I thought I’d list some of my favorite things I’ve ever written in terms of journalism. In this list, I’ve excluded my books—my memoir, Data Baby: My Life in a Psychological Experiment; my short story collection, You’re a Bad Man, Aren’t You?; and my novel-in-progress, (which I’ll refer to here as) Untitled Porn Novel.
“They Shoot Porn Stars, Don’t They?” This is my 2009 long-form investigation of the Great Recession’s impact on the adult movie industry. Originally it was written for Slate’s Double X, when they were trying to turn Double X into a full-blown magazine that I think was described as something like the original Esquire but written by women.

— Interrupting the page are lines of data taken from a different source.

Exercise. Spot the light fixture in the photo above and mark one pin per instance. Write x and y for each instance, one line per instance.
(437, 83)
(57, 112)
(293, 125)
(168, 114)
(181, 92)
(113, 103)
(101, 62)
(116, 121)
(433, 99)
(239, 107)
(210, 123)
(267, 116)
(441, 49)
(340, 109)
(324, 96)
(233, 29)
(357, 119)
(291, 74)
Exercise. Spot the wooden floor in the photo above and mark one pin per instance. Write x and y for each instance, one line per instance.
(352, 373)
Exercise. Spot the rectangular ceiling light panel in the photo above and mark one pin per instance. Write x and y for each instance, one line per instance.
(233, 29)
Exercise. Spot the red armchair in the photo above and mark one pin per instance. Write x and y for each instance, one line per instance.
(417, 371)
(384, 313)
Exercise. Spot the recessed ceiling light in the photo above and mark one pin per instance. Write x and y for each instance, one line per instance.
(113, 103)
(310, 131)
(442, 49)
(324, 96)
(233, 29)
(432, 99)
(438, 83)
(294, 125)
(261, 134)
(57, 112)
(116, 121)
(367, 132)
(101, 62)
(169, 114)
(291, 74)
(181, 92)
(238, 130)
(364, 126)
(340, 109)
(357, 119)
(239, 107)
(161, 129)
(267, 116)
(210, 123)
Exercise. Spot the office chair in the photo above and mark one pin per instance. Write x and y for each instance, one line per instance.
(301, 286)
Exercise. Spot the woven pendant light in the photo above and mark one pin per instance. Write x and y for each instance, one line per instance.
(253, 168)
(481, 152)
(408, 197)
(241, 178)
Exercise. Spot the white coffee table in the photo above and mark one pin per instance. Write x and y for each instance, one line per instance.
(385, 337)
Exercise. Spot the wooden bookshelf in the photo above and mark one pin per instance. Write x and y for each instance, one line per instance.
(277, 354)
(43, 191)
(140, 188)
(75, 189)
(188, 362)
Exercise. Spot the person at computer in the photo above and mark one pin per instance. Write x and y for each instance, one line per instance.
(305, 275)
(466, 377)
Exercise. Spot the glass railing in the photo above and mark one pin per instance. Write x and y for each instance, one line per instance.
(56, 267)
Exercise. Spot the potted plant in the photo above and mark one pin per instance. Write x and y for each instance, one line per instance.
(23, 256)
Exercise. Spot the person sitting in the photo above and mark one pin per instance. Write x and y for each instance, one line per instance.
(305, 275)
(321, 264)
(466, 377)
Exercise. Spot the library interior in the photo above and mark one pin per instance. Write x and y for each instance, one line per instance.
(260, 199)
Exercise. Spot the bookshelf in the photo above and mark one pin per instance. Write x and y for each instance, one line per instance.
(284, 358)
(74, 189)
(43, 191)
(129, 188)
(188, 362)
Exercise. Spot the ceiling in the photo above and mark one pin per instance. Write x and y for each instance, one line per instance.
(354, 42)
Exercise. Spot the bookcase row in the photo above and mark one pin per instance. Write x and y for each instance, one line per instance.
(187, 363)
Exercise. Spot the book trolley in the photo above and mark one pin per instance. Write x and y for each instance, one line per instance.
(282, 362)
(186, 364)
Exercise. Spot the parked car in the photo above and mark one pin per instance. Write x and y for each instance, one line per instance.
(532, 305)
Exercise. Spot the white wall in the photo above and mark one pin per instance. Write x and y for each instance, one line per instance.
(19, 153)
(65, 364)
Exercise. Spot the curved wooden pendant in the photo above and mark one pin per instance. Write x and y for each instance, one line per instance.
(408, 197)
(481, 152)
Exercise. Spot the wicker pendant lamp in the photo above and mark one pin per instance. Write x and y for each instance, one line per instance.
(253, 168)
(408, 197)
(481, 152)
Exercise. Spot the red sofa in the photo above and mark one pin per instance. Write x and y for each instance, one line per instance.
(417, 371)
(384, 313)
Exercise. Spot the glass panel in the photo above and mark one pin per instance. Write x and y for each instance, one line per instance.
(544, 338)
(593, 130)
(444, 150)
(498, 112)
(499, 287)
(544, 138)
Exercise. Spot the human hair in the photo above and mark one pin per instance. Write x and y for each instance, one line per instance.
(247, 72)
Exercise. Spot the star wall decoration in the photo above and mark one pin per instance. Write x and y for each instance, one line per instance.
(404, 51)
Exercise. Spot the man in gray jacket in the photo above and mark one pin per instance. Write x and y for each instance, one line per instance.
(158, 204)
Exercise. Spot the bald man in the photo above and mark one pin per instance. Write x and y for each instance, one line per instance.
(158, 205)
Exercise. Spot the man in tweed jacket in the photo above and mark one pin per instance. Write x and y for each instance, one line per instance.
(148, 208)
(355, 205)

The editor wanted me to change my story in ways that I didn’t, I shopped it around and was unable to place it anywhere else because print magazines were nervous about running adult-themed content (some of it quite graphic) next to advertising that paid their bills, and I ended up self-publishing it (initially it lived on its own website, but I later moved it to my website). See also: “The Numbers on Self-Publishing Long-form Journalism.” I’m so glad I went this route instead of letting some editor trash it.
Standout quote: “As for the ‘sperm omelet,’ as everyone referred to it in awestruck tones, that was Jim’s idea, she told me.”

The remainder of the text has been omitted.